そう思って言ったのだが、彼らはどこかおろおろしている様子だ。それを見て、どうも悪い人間ではないらしいと確信した。
今までにも神官は見てきたが、話の出来ない輩は滅多にいなかった。
それなら、ひとつ彼らに手助けして貰おうと考えたのだ。
「神官様、お願いがあります」
「な、何だい?」
三人の中で最も若く、癖のある茶色い髪をした、中肉中背の優しそうな印象を与える青年神官が応えてくれた。

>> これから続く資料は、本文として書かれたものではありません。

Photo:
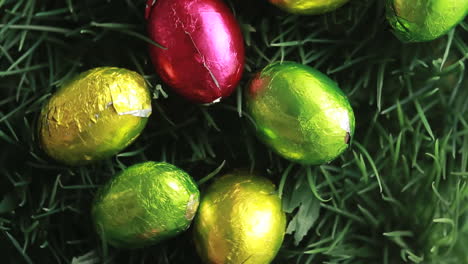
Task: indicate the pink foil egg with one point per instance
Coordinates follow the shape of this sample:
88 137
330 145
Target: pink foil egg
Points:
203 57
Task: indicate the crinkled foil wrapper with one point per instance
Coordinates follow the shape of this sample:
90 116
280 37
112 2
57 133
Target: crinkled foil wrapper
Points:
240 220
144 204
95 115
300 113
424 20
204 56
308 7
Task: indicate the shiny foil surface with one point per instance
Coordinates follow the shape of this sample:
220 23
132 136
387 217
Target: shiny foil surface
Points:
204 56
424 20
95 115
144 204
240 220
300 113
308 7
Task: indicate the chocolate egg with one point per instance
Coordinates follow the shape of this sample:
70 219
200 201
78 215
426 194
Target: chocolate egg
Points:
240 220
424 20
308 7
203 58
94 116
144 204
300 113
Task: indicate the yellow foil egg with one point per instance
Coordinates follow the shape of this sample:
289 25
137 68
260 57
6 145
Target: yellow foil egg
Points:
95 115
240 220
308 7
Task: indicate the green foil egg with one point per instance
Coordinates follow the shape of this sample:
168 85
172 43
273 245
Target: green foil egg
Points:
240 220
144 204
300 113
424 20
308 7
95 115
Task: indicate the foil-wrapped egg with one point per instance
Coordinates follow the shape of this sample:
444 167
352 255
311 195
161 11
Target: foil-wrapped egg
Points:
308 7
424 20
94 116
300 113
144 204
203 54
240 220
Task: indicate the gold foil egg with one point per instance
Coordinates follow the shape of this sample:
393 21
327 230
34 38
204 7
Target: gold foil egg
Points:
240 220
308 7
95 115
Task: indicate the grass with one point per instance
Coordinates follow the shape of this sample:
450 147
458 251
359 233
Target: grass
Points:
399 195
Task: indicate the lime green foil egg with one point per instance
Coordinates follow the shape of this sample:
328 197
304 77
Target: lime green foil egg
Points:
300 113
240 220
308 7
95 115
424 20
145 204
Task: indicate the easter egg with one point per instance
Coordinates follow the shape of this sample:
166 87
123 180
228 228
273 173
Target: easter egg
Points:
144 204
308 7
240 220
203 54
300 113
94 116
424 20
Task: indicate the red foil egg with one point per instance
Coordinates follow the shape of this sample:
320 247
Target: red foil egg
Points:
203 57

「村の、皆の、お墓を作るのを手伝って下さい。私ひとりでは、難しいので……」
実際、このままという訳には行かないだろう。
何しろ力の加減が分からなかったため、この辺り一帯には血の匂いが充満してしまっている。
夜になれば、絶対に魔物や獣がそれを嗅ぎつけてやって来る。
そうなったら、遺体を葬ってやることも出来ないのだ。
しかし、男性三人の力を借りれば何とかなるかもしれない。
そう思って彼らを見れば、何だろう。少し涙ぐんでいるように見える。
――私は何か変なことを言っただろうか?
もしかしたら出来ないとか言われてしまうのでは。
そうだ、そもそも彼らはこの国の人間ではないのだから、勝手にそういう行為をしてはいけないのかもしれない。
しかし、何とか出来ないものかと考えはじめた時、優しそうな青年が鼻をすすりながら大きめの声を上げた。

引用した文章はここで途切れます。